Here are some training examples that I deal with in class daily :ukes trying to spin out of shionage in turn I go into kotegaeshi second turning there body out of ikkyo transferring into sankyo or yonkyo and lastly trying to put on nikkyo and before I can apply it there tapping out and the instructor sees this and tells me not to transfer into another technique and he demonstrates on them they try to spin out he takes them down to the Matt but when I do I,m being to rough WTH.
Hey, do you think you could maybe break up your narrative a little? That whole thing was one big run-on sentence!
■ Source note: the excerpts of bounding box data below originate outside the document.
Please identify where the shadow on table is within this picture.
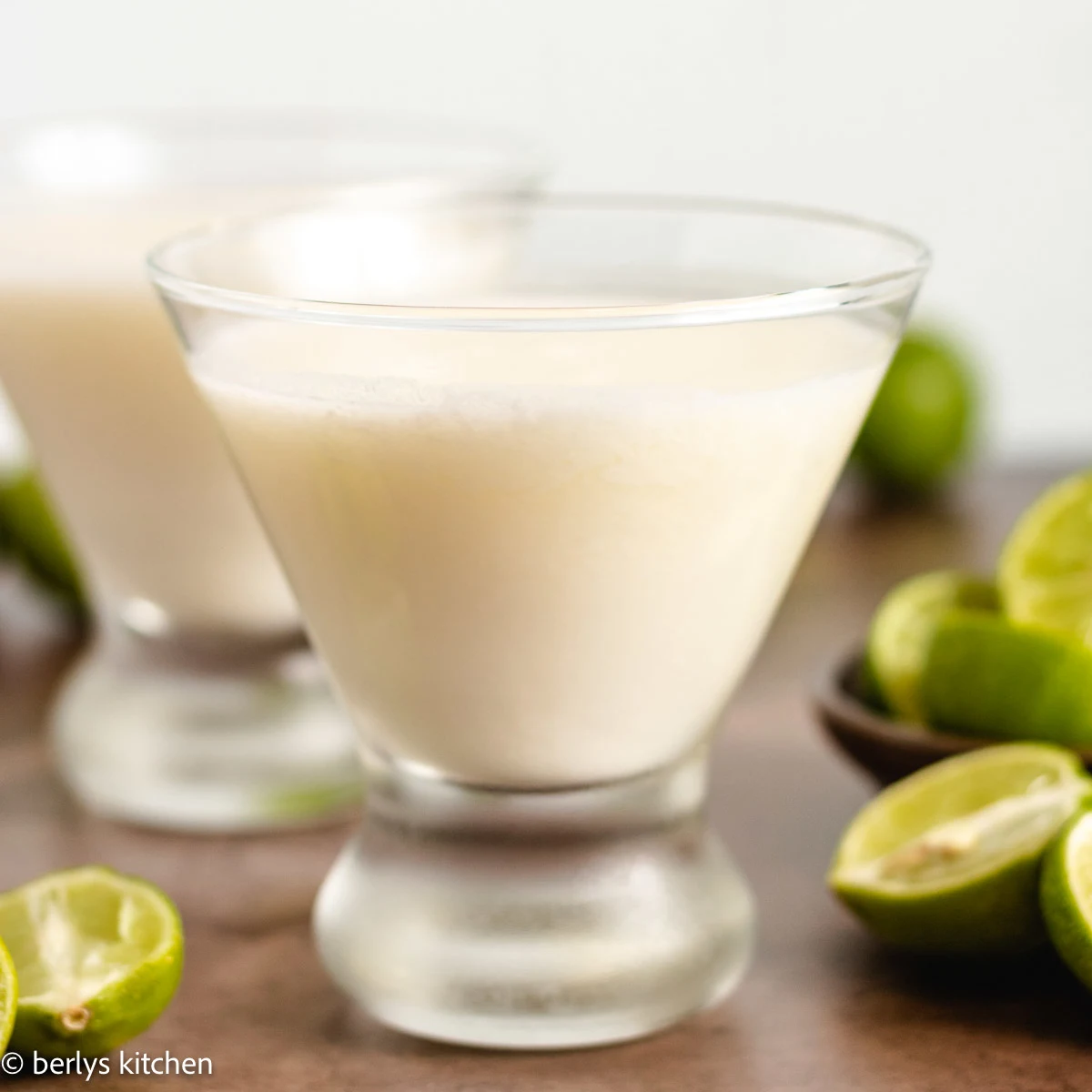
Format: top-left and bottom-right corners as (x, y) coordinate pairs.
(843, 941), (1092, 1047)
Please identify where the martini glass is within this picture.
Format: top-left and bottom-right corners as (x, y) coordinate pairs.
(0, 113), (537, 831)
(151, 197), (927, 1048)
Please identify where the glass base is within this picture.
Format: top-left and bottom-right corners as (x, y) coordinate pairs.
(53, 645), (361, 834)
(315, 752), (754, 1049)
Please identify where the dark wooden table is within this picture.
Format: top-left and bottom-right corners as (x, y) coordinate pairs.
(0, 469), (1092, 1092)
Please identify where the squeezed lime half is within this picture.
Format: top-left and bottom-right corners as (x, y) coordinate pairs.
(997, 470), (1092, 644)
(1039, 812), (1092, 989)
(922, 611), (1092, 747)
(828, 743), (1092, 956)
(0, 940), (18, 1054)
(0, 866), (182, 1057)
(867, 570), (997, 721)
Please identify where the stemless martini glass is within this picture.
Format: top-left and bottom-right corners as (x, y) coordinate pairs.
(0, 113), (539, 830)
(151, 197), (927, 1048)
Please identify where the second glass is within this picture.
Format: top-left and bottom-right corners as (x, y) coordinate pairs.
(0, 114), (537, 831)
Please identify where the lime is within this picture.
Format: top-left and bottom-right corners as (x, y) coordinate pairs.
(997, 470), (1092, 644)
(0, 940), (18, 1054)
(0, 864), (182, 1057)
(853, 331), (976, 493)
(866, 570), (997, 721)
(0, 470), (83, 606)
(828, 743), (1090, 956)
(922, 611), (1092, 747)
(1039, 812), (1092, 989)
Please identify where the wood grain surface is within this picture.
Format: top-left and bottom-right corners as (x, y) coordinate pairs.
(0, 468), (1092, 1092)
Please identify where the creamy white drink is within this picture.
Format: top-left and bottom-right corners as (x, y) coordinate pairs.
(0, 205), (298, 633)
(193, 316), (894, 787)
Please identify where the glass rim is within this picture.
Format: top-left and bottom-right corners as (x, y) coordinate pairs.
(147, 193), (933, 332)
(0, 106), (550, 197)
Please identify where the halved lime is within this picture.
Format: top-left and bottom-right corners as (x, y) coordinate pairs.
(828, 743), (1092, 956)
(0, 940), (18, 1054)
(0, 866), (182, 1057)
(1039, 812), (1092, 989)
(922, 611), (1092, 747)
(997, 470), (1092, 644)
(867, 570), (997, 721)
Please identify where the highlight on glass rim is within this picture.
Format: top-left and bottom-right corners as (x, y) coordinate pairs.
(0, 0), (1078, 1092)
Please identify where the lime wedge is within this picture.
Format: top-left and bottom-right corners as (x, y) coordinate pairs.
(828, 743), (1090, 956)
(0, 470), (83, 608)
(0, 940), (18, 1054)
(922, 611), (1092, 747)
(0, 866), (182, 1057)
(866, 570), (997, 721)
(1039, 812), (1092, 989)
(997, 470), (1092, 644)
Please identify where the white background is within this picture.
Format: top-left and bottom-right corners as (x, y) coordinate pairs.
(0, 0), (1092, 458)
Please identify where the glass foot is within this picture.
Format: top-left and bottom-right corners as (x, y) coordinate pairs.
(53, 649), (360, 834)
(315, 754), (754, 1049)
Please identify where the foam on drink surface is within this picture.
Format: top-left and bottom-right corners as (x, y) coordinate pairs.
(197, 317), (894, 786)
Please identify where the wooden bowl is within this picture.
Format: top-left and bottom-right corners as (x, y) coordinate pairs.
(813, 649), (1092, 785)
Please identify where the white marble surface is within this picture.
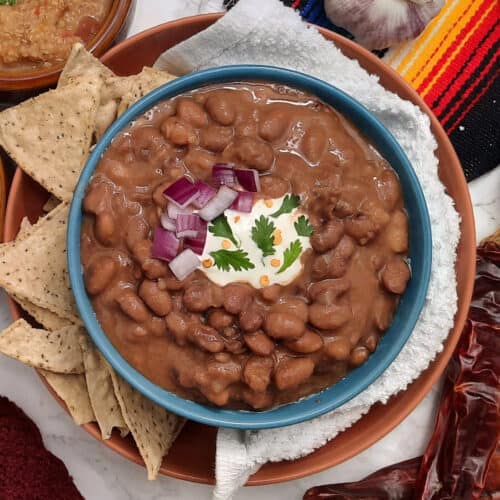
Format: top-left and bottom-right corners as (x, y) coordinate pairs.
(0, 0), (500, 500)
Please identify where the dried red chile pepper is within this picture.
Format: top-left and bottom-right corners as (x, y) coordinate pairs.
(304, 237), (500, 500)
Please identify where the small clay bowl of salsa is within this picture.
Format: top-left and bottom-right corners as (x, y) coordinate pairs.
(0, 0), (133, 109)
(68, 66), (432, 429)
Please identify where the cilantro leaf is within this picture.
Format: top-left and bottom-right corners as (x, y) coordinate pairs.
(208, 215), (240, 247)
(277, 240), (302, 274)
(210, 249), (255, 271)
(271, 194), (300, 218)
(294, 215), (314, 236)
(252, 215), (276, 257)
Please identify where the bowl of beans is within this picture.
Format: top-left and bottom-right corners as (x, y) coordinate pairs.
(68, 66), (432, 429)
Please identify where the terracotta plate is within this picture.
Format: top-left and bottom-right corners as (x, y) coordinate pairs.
(0, 14), (476, 485)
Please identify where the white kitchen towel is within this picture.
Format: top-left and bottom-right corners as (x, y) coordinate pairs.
(156, 0), (460, 500)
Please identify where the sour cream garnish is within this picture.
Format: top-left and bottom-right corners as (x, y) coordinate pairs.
(200, 196), (311, 288)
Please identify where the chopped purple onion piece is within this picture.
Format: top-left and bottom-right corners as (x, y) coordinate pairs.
(231, 191), (254, 213)
(198, 186), (238, 221)
(163, 177), (200, 208)
(151, 226), (181, 262)
(168, 248), (200, 281)
(234, 168), (260, 193)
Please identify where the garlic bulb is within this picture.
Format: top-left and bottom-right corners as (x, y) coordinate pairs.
(325, 0), (444, 49)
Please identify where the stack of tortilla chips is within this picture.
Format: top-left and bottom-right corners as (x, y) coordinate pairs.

Kidding aside, here are my thoughts:
- I doubt that your ukes are "trying to spin out of shionage". Spinning out of shihonage is a good way to get hurt, so why would someone ever do it unless they didn't know any better? In fact, from what I've observed, most newbies "spin out", as you put it, or try to turn the opposite way from the way they should. I did it as a newbie. Anyone else? Show of hands? I see it so often that I have to believe that the right way is simply counterintuitive. So, performing shihonage on a newbie is challenging; you should expect that, and be prepared for them to do the wrong thing. It just goes with the territory.
- Doing henkawaza (changing techniques) with beginners is not a good idea, certainly not in the free-form way that you're doing it. Their ukemi just isn't developed enough to respond to it safely. So, you're taking a situation where uke failed to do the proper ukemi for the set technique...so you respond by changing to another technique...for which they're even less ready to do the proper ukemi. My, my, this will end well.
- To your earlier comment: "I can take the ukemi fine but I just don,t see how I,m going to get better training this way" -- well, I guess it depends what you mean by "getting better". One of the standard bits of aikido PR is that it allows you to respond to an attack non-violently, controlling and not harming your attacker, etc. For many people, this is an important part of why they chose aikido. Maybe it isn't for you, but if it is, have you considered that dealing with these less-than-ideal ukes is an important part of your training? If you can't handle a well-intentioned 6th kyu who doesn't want to hurt or be hurt, what do you think you're going to do when faced with a real attacker?
It's not easy always working with juniors -- but remember, part of the reason why it's hard is because it requires you to get your own stuff squared away. And working with juniors is how juniors become seniors -- or they will, if their seniors (and that means you) put the work in on them.